X-chromosome association methods

X-chromosome Location (mean) association

X-chromosome association has a unique set of challenges and considering GWAS data alone, the following must be taken into consideration:

  • status of X-chromosome inactivation (XCI)
  • \(G_A\): baseline allele \(a\) vs \(A\)
  • \(S\): sex as a confounder
  • \(G_A\times S\): interaction?
  • \(G_D\): dominance effect

Ignoring any of the above could bring a flood of problems for inference and/or estimation of genetic effects. Our proposed approach addresses the correct inference, but the unbiased estimation of effects remains an open question.

This 3 d.f. test resolves above issues simultaneously from a testing perspective (Chen et al., 2021):

\[g(E(Y))=\beta_0+\beta_S Sex+\beta_{A} G_{Additive}+\beta_{D} G_{Dominance} + \beta_{GS} G\times Sex,\] \[H_0: \beta_A=\beta_D=\beta_{GS}=0.\]

Essentially, with this model, we are free to code the \(G_A\) whichever way, and the association testing results will be the same! At the same time, we have shown the statistical equivalence between

  • XCI uncertainty = \(G\times Sex\)
  • XCI skewness = a dominance effect

This is a both a blessing and a curse. On the bright side, we have a great testing model where we do not have to worry about XCI status when performing Xchr association testing. But at the same time, because of the statistical equivalence, we cannot identify the true data generative model with GWAS data alone! Indeed, Song et al., (2021) has demonstrated that SNP coefficient estimated using an mis-specified data generative model can create biases in different situations (unmatched XCI assumptions vs. truth).

X-chromosome Scale (variance) association

The solution here is essentially a model-based generalized Levene’s test, where additional covariates and the confounding sex (S) variable can be modelled explicitly. The general framework of the approach implies a two-step regression on the genotype (G), and if additional covariates are included, they must be present in both steps:

Stage One: Mean models \[ Y \sim \beta_0 + \beta_{G}G + \beta_{S} S + \beta_{GS}GS \]

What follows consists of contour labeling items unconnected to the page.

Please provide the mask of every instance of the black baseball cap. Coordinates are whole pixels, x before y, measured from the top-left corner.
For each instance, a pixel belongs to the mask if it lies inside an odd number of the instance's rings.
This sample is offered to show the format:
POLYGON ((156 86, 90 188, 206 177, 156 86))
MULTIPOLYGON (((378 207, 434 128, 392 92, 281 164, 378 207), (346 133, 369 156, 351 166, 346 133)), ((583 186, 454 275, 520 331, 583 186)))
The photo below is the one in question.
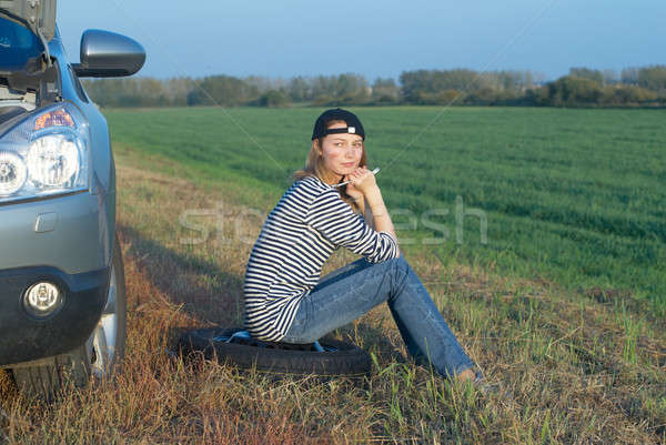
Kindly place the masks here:
POLYGON ((334 108, 324 111, 316 121, 314 122, 314 130, 312 131, 312 139, 323 138, 326 134, 339 134, 339 133, 351 133, 359 134, 365 140, 365 131, 356 114, 351 111, 343 110, 341 108, 334 108), (342 129, 327 129, 326 122, 329 121, 345 121, 347 124, 342 129))

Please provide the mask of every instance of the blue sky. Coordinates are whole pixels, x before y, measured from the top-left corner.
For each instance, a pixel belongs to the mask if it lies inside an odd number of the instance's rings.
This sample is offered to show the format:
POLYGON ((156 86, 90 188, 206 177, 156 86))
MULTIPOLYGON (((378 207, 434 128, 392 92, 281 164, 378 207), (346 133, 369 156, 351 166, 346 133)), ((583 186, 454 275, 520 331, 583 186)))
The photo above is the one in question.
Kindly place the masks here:
POLYGON ((141 74, 159 78, 666 64, 664 0, 61 0, 58 14, 71 61, 83 30, 107 29, 139 40, 141 74))

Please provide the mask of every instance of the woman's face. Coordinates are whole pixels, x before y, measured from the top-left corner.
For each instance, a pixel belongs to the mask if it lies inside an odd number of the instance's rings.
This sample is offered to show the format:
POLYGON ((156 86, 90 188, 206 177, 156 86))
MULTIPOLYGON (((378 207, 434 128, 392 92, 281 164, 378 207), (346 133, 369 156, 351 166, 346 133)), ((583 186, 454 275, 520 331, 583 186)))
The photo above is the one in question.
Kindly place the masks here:
MULTIPOLYGON (((346 124, 334 123, 331 129, 344 129, 346 124)), ((322 139, 322 156, 324 165, 340 181, 345 174, 352 173, 359 166, 363 155, 363 138, 359 134, 329 134, 322 139)))

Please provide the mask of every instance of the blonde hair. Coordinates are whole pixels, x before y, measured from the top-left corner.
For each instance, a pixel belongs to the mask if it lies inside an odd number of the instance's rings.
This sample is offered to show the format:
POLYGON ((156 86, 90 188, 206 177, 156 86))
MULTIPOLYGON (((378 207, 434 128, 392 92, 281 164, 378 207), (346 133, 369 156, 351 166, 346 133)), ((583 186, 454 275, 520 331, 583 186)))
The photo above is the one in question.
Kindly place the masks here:
MULTIPOLYGON (((331 127, 333 127, 336 123, 346 124, 345 121, 331 120, 331 121, 326 121, 325 125, 327 129, 330 129, 331 127)), ((326 180, 330 180, 333 176, 333 173, 324 164, 324 156, 322 154, 320 154, 320 151, 322 150, 322 140, 324 138, 321 138, 321 139, 317 138, 312 141, 312 145, 310 146, 310 154, 307 154, 307 161, 305 163, 305 168, 294 172, 294 181, 302 180, 303 178, 306 178, 306 176, 316 176, 320 180, 322 180, 323 182, 329 183, 326 180)), ((367 158, 365 155, 365 144, 364 144, 363 152, 361 154, 361 162, 359 163, 359 165, 366 165, 366 163, 367 163, 367 158)), ((346 193, 346 185, 339 186, 337 192, 340 193, 340 196, 342 198, 342 200, 344 202, 346 202, 347 204, 350 204, 350 206, 352 208, 352 210, 354 212, 359 212, 361 210, 361 209, 359 209, 359 205, 356 205, 356 203, 354 202, 352 196, 350 196, 346 193)))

Stage Two: Variance models \[ Z* \sim \gamma_0 + \gamma_{G}G + \gamma_{S}S + \gamma_{GS}GS, \] where \(Z^{*}\) is the weighted absolute residual.

Let \(Z = |Y - \hat{Y}|\) be the different between the observed and fitted values with respect to the Mean model. The weighted residual is: \[ z^{*} = \frac{z}{1_{(S=0)}\hat{\sigma}_\text{F} + 1_{(S=1)}\hat{\sigma}_\text{M}}, \] where \(\hat{\sigma}_\text{F}\) and \(\hat{\sigma}_\text{M}\) denote the sample standard deviations of \(y\) in females and males, respectively.

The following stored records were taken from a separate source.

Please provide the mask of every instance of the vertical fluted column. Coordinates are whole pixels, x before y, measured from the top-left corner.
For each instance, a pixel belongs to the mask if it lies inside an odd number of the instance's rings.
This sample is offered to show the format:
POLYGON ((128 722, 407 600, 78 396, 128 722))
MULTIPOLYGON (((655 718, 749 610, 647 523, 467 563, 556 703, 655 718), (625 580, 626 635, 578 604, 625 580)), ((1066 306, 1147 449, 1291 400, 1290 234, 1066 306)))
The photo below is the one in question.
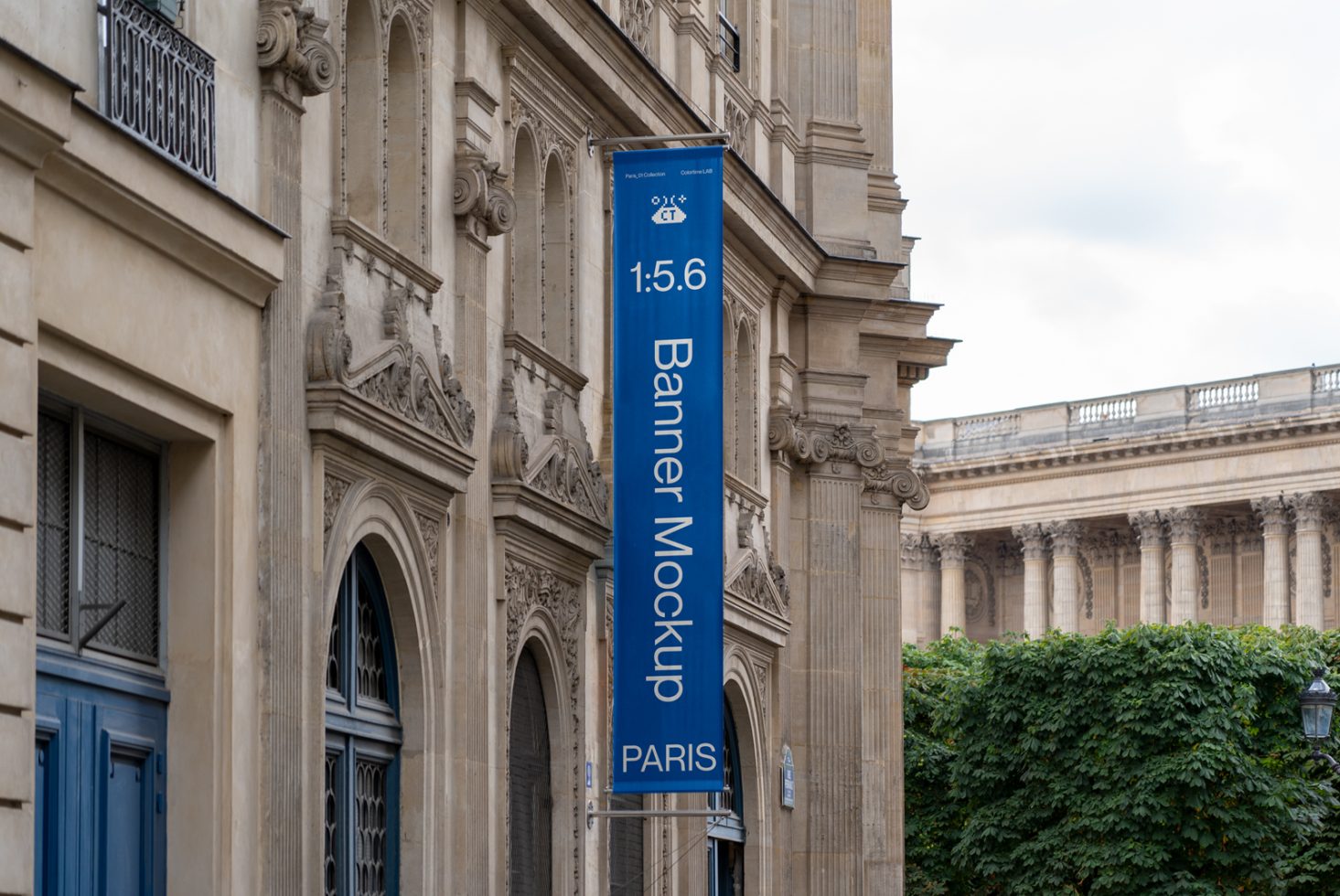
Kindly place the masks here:
POLYGON ((1297 533, 1297 599, 1293 623, 1312 625, 1320 631, 1325 625, 1321 524, 1325 521, 1331 501, 1316 492, 1294 494, 1286 501, 1297 533))
MULTIPOLYGON (((261 667, 261 880, 271 896, 318 888, 319 838, 304 818, 320 817, 320 737, 304 726, 304 647, 314 642, 320 601, 307 599, 307 400, 303 289, 303 98, 335 86, 339 62, 327 23, 296 0, 261 0, 256 56, 261 68, 260 212, 289 234, 284 279, 261 317, 257 576, 261 667), (315 754, 315 755, 314 755, 315 754), (304 809, 306 806, 306 809, 304 809)), ((319 713, 320 710, 318 710, 319 713)), ((318 717, 319 718, 319 717, 318 717)))
POLYGON ((1014 526, 1024 546, 1024 631, 1029 638, 1047 633, 1047 532, 1040 522, 1014 526))
POLYGON ((1201 569, 1197 546, 1201 542, 1201 524, 1205 513, 1199 508, 1172 508, 1163 514, 1168 524, 1168 545, 1172 550, 1172 595, 1168 621, 1194 623, 1201 603, 1201 569))
MULTIPOLYGON (((827 469, 827 467, 824 467, 827 469)), ((809 474, 809 892, 859 893, 862 584, 859 478, 809 474)))
POLYGON ((1252 509, 1261 517, 1265 563, 1262 623, 1272 628, 1289 623, 1289 505, 1282 496, 1260 498, 1252 509))
POLYGON ((899 505, 867 492, 860 509, 862 850, 864 892, 902 884, 903 713, 899 505))
POLYGON ((1052 538, 1052 628, 1080 629, 1080 538, 1083 524, 1073 520, 1049 522, 1052 538))
POLYGON ((1140 537, 1140 621, 1166 623, 1163 593, 1163 552, 1167 534, 1158 510, 1132 513, 1131 526, 1140 537))
POLYGON ((922 577, 930 563, 930 544, 921 533, 902 536, 902 568, 899 571, 903 643, 919 644, 929 636, 922 619, 922 577))
POLYGON ((963 561, 973 548, 973 537, 950 532, 935 536, 931 542, 939 548, 939 633, 957 628, 967 633, 967 587, 963 583, 963 561))

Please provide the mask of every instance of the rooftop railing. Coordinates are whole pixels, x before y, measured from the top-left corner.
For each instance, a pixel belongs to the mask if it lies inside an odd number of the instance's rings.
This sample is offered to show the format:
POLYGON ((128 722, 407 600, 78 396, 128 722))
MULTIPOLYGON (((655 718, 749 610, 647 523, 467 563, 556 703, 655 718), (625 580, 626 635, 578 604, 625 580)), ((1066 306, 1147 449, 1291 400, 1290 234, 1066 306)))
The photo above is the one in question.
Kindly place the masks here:
POLYGON ((921 423, 925 462, 1340 411, 1340 364, 921 423))
POLYGON ((102 114, 213 183, 213 56, 138 0, 106 0, 98 13, 102 114))

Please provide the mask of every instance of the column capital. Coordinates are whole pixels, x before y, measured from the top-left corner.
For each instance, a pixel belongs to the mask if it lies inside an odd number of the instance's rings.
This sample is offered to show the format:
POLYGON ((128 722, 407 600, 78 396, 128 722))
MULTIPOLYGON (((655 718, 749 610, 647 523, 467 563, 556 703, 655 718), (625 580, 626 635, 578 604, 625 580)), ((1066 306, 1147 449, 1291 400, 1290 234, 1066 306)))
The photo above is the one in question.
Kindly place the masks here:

Note that a non-additive variance model (NAV) in stage two may also be considered to capture non-linear variance effects (via the genotypic option): \[ Z* \sim \gamma_0 + \gamma_{G1}G1 + \gamma_{G2} G2 + \gamma_{S}S + \gamma_{G1S}G1S \]

where \(G1\) and \(G2\) are indicator variables for the Bb and BB+B groups under X-inactivation, respectively, or alternatively for the Bb+B and BB groups without X-inactivation.

Test for Variance heterogeneity is achieved in stage two by testing \[ H_o: \gamma_{G}= \gamma_{GS} = 0 \quad \text{or} \gamma_{G1} =\gamma_{G2}= \gamma_{G1S}= 0 \] via the standard regression \(F\)-test, where the model is fitted using an OLS for independent samples or a generalized least square for dependent samples.